Comments (17)
Ok, I guess it is an issue with signal handling and threading. I have a signal handler which is left via longjmp which doesn't correctly restore the signal mask. This results in a problem if a garbage collection is running at that time.
I am trying to catch stack overflow segfaults with a sigaltstack. But I don't get it to work correctly with bdwgc. This was also discussed before here: http://www.hpl.hp.com/hosted/linux/mail-archives/gc/2012-May/005173.html Maybe @hboehm could help?
from bdwgc.
I think I fixed the issue in my program and it isn't a problem with bdwgc. Sorry for bothering you.
Just for future reference:
This might be also interesting for @paurkedal (I've seen your culibs library).
I use the ucontext to retrieve the sigmask before the segfault and restore with pthread_sigmask.
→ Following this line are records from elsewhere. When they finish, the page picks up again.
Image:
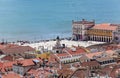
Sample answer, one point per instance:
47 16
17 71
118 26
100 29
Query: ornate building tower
79 29
116 35
57 48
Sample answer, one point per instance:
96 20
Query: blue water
43 19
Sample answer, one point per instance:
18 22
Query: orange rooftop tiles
105 26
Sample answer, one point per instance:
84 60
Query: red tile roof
105 26
90 64
11 75
8 58
17 49
6 65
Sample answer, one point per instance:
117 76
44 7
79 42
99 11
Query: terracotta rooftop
27 62
83 22
105 26
104 59
8 58
6 65
11 75
17 49
90 64
91 55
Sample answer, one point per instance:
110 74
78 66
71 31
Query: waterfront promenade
68 43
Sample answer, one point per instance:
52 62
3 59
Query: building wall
79 29
100 35
116 35
20 69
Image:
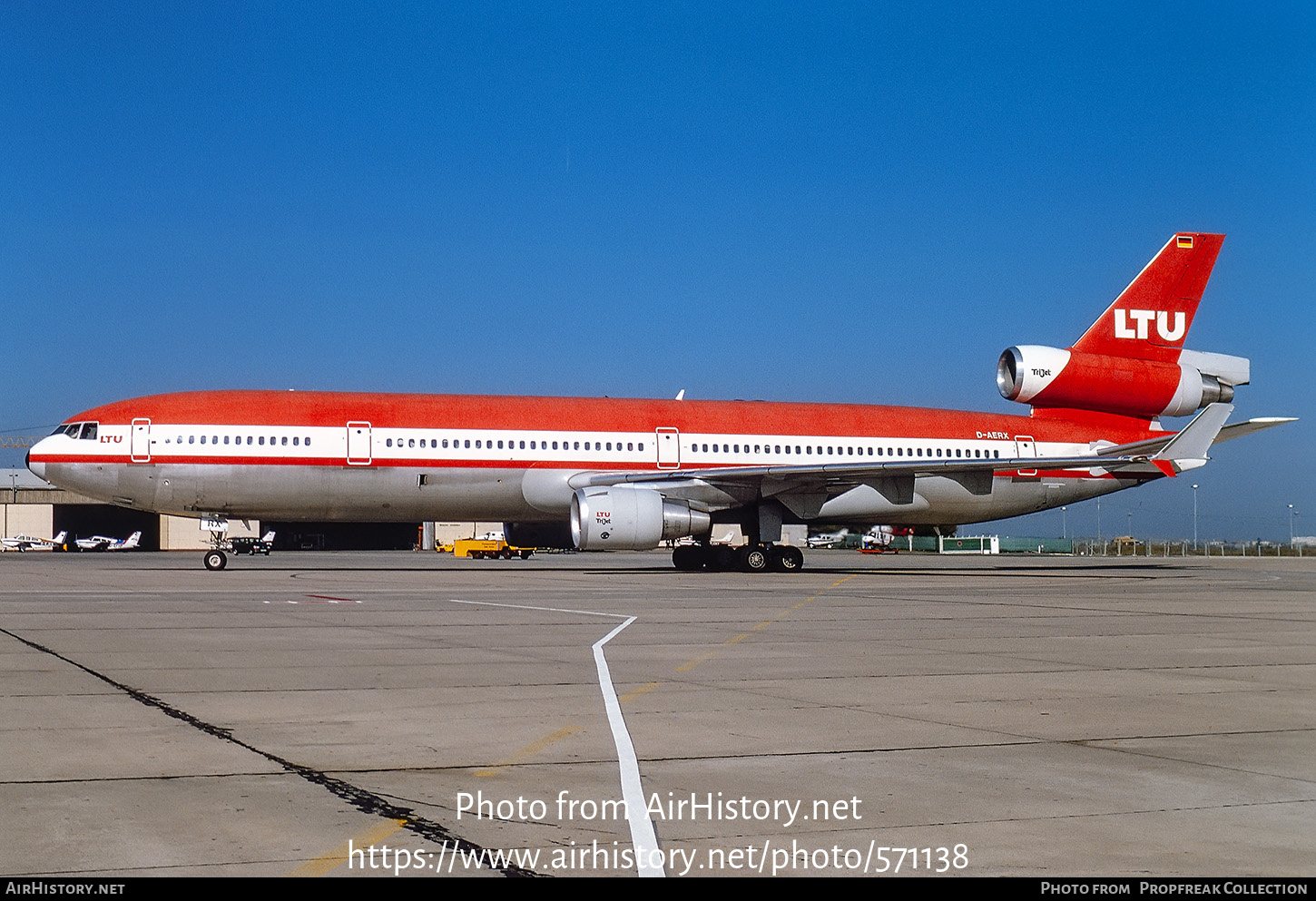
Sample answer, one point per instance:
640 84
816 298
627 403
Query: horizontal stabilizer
1249 426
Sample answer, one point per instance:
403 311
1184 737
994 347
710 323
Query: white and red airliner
603 474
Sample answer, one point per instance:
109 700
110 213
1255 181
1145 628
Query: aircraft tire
753 558
787 558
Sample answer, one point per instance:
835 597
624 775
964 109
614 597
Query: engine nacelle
1046 377
629 518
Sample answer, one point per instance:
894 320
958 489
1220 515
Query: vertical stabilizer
1152 318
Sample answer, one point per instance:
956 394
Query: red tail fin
1151 318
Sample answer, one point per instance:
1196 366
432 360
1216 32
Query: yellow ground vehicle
483 549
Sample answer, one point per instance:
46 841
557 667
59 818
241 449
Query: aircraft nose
37 468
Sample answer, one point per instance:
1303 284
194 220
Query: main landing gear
749 558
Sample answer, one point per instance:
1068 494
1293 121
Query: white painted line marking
643 837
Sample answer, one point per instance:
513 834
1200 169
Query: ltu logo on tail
1140 324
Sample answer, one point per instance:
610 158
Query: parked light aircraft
631 474
103 544
28 542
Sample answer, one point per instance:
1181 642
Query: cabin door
358 444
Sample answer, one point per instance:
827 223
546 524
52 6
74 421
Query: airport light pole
1193 517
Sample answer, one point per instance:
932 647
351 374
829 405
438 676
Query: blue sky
859 202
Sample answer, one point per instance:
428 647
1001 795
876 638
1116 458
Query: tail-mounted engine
629 518
1050 377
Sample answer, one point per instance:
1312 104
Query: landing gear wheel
787 558
753 558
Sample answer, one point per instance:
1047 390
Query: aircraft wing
806 488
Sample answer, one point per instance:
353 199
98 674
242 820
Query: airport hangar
33 506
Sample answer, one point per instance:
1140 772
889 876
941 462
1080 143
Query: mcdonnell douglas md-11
599 474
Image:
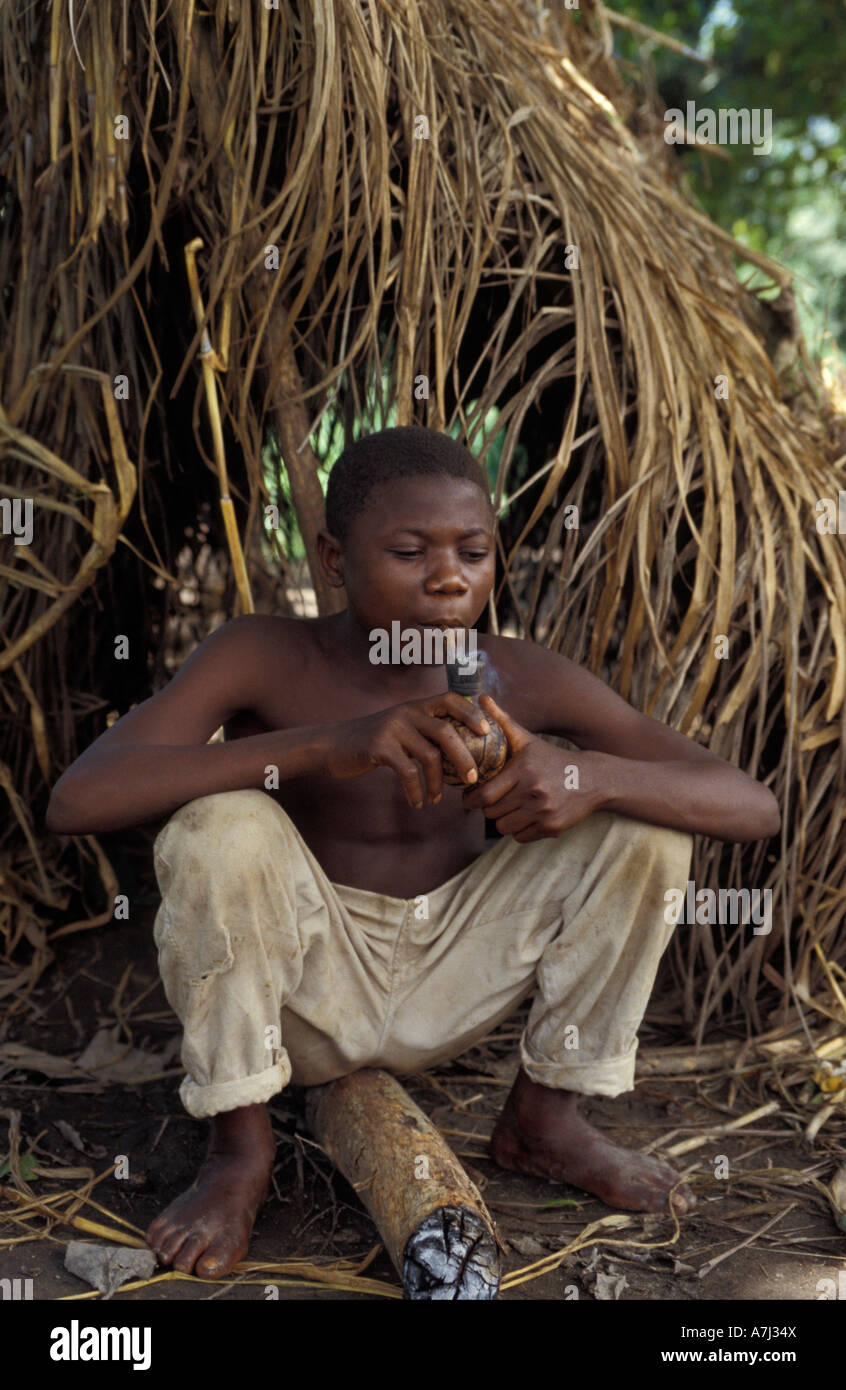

Maybe you know of a better way?
static void handleSigsegv(int sig, siginfo_t *si, void* ctx) {
char* addr = (char*)si->si_addr;
if (addr >= stackLow - pageSize && addr <= stackHigh) {
oldmask = ((ucontext_t*)ctx)->uc_sigmask;
longjmp(...);
}
abort();
}
The second important thing is to use stack banging in the functions which could trigger a stack overflow.
void bang() {
volatile char x;
*(&x - 4096);
}
The stack banging is especially important if allocations are done. This could be resolved by using separate collector threads which is not possible right now, I guess?
from bdwgc.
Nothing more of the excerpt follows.